A stub-nosed Primary Pupil, richly endowed with old-gold Freckles, lived in a one-cylinder Town, far from the corroding influences of the Stock Exchange.

He arrived during the age of Board Sidewalks, Congress Gaiters, and Pie for Breakfast.

The Paper Collar, unmindful of the approaching Celluloid, was still affected by the more tony Dressers. Prison-made Bow Ties, with the handy elastic Fastener, were then considered right Natty.

Limousines, Eugenics, Appendicitis, and the regulation of Combines were beyond the rise of the Hill, so the talk was mostly about the Weather and Married Women.

The baptismal Cognomen of the mottled Offspring was Alexander Campbell Purvis, but on account of his sunny Disposition he was known to the Countryside as Aleck.

One morning the Lad did his crawl from under the Quilt at an hour when our Best People of the new Century are sending away the empty Siphons.

He was acting on a Hunch.

The far-famed Yankee Robinson show, with the Trick Mule and the smiling Tumblers, had exhibited the day before on the vacant Lot between the Grist-Mill and the Parsonage.

Aleck was familiar with the juvenile Tradition that Treasure could be discovered at or near the trampled Spot on which the Ticket-Wagon had been anchored.

It was known that the agitated Yahoos from up in the Catfish Country were likely to fumble and spill their saved-up Currency, thereby avoiding the trouble of handing it over to the Grafters later on.

Aleck was the first Prospector to show. He got busy and uncovered a Silver Buck.

It looked about the size of a Ferris Wheel.

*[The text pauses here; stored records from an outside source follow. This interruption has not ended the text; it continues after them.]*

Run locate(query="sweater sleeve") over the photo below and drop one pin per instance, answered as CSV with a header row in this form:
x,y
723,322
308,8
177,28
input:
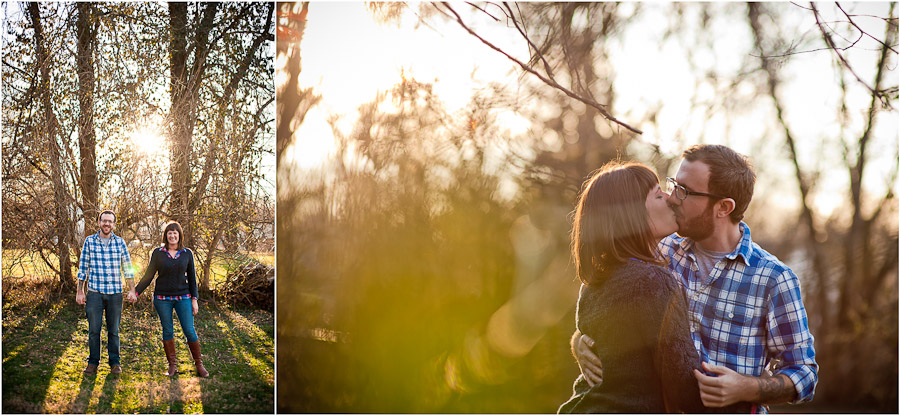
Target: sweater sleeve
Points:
x,y
674,356
149,273
192,276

While beating it for the parental Roof he began laying out in his Mind all the Pleasures of the Flesh that he could command with the Mass of Lucre.

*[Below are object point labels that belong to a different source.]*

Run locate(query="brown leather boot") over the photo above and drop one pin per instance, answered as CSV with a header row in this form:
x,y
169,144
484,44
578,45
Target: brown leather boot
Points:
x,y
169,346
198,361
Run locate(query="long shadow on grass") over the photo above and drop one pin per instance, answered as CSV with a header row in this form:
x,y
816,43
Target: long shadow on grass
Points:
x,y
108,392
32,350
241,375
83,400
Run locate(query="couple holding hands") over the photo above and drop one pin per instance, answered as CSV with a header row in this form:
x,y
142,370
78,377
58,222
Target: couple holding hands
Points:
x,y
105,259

The miscue he made was to flash his Fortune in the Family Circle.

After breakfast he found himself being steered to the Farmers & Merchants’ Bank.

He was pried away from the Cart-Wheel and given a teeny little Book which showed that he was a Depositor.

“Now, Alexander C.,” said his Ma, “if you will shin up the ladder and pick Cherries every day this week at two cents per Quart, by nightfall of Saturday you will have another Case-Note to put into Cold Storage.”

“But, if I continue dropping the proceeds of my Labor into the Reservoir, what is there in it for me?” asked the inquisitive Chick. His mother replied, “Why, you will have the Gratification of moving up to the Window at the Bank and earning a Smile of Approbation from old Mr. Fishberry with the Throat Whiskers.”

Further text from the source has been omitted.